Попасть в “мою” больницу им. Ленина (теперь она, кстати, переименована в Покровскую) на этот раз не удалось, и я оказался в больнице Ленинградского Оптико-механического завода, когда-то считавшейся неплохой. Но что можно сказать о рядовых российских больницах в то время, в постперестроечную эпоху? Думаю, что лучше всего подходят два слова на букву “б”: беднота и безразличие 16 . Кардиограммы в больнице мне снимали регулярно — они не изменялись ни на йоту. Врачи ничего не понимали — то ли это инфаркт, то ли это что-то другое, и меня они не “беспокоили”. Хотя вначале прописали такой строгий режим, что самому нельзя было ходить даже в туалет. У моего соседа по койке, пришедшего, как говорится, на своих ногах, случился в больнице первый и через неделю второй инфаркт.
Тем временем неуклонно приближалось 19 июня — дата нашего интервью. Смогу ли я поехать в Москву? После обсуждений и консультаций мы единогласно решили, что нет. Сыну по каким-то делам надо было в мае съездить в Москву, и я решил передать через него письмо в посольство США с просьбой отложить интервью из-за состояния моего здоровья. В посольстве сказали, что учтут наше пожелание.
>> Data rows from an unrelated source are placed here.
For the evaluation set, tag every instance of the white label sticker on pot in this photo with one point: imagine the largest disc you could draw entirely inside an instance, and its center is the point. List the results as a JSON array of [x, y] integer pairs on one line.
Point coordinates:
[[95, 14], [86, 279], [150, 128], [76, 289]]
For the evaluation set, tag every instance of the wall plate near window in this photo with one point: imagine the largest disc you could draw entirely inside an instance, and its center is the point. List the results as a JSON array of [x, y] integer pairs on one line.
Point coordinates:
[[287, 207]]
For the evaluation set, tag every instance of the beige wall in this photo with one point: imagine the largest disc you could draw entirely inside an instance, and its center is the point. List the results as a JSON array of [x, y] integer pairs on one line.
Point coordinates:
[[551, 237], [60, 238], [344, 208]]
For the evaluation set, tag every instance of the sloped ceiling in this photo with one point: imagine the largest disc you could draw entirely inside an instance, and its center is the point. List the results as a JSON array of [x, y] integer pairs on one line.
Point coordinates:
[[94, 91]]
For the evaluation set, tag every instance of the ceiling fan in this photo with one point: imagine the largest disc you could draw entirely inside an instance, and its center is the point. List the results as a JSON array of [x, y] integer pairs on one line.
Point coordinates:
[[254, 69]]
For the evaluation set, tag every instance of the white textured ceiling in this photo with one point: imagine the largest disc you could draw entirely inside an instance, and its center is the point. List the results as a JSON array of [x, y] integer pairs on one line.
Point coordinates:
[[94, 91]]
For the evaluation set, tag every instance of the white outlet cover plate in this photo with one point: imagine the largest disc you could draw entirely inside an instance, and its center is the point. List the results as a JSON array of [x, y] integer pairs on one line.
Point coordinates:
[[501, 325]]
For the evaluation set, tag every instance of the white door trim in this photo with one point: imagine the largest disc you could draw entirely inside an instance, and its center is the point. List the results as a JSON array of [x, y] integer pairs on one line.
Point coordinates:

Честно говоря, я хотел отсрочки интервью не только из-за неуверенности в своих силах, но и потому, что просто хотелось отложить решение этого, не знаю, как правильно сказать, тяжелого, страшного, разрушительного, заманчивого и т. д. вопроса. Вроде так и получалось, правда, в первоначальном письме посольства говорилось, что любая задержка по вине вызываемого может привести к существенному смещению даты вызова на интервью или даже к его отмене. Ну что ж, как будет, так и будет.
Я спокойно отдыхал после больницы в санатории, затем приехал домой и начал готовиться к переезду на дачу. Но не тут-то было: наши американцы начали бомбить нас телефонными звонками и требовать, чтобы мы не валяли дурака и ехали в Москву. Как же в Москву, если мы уже отложили интервью? Не важно, езжайте, и все. Я для самоуспокоения, зная, что ответ будет отрицательным, звоню в посольство и спрашиваю: можем ли мы явиться на интервью в установленный срок, если наше интервью отложено. С удивлением я слышу, что интервью не отложено и что мы обязаны явиться в срок. Никаких оснований поступить иначе у нас уже не было.
Слава Богу, думал я, явиться — это еще далеко не все. Надо успешно пройти собеседование — это, во-первых, а, во-вторых, нас насильно никто не заставит ехать на чужбину. Машина опять завертелась. Очень квалифицированные люди подготовили нам необходимые документы и посоветовали как себя вести, что говорить и что не говорить. Необходимые документы, в каком виде их готовить, все было четко оговорено, и в письме-вызове. Я тщательно и обдуманно, повторяю — обдуманно, собрал документы, и мы поехали.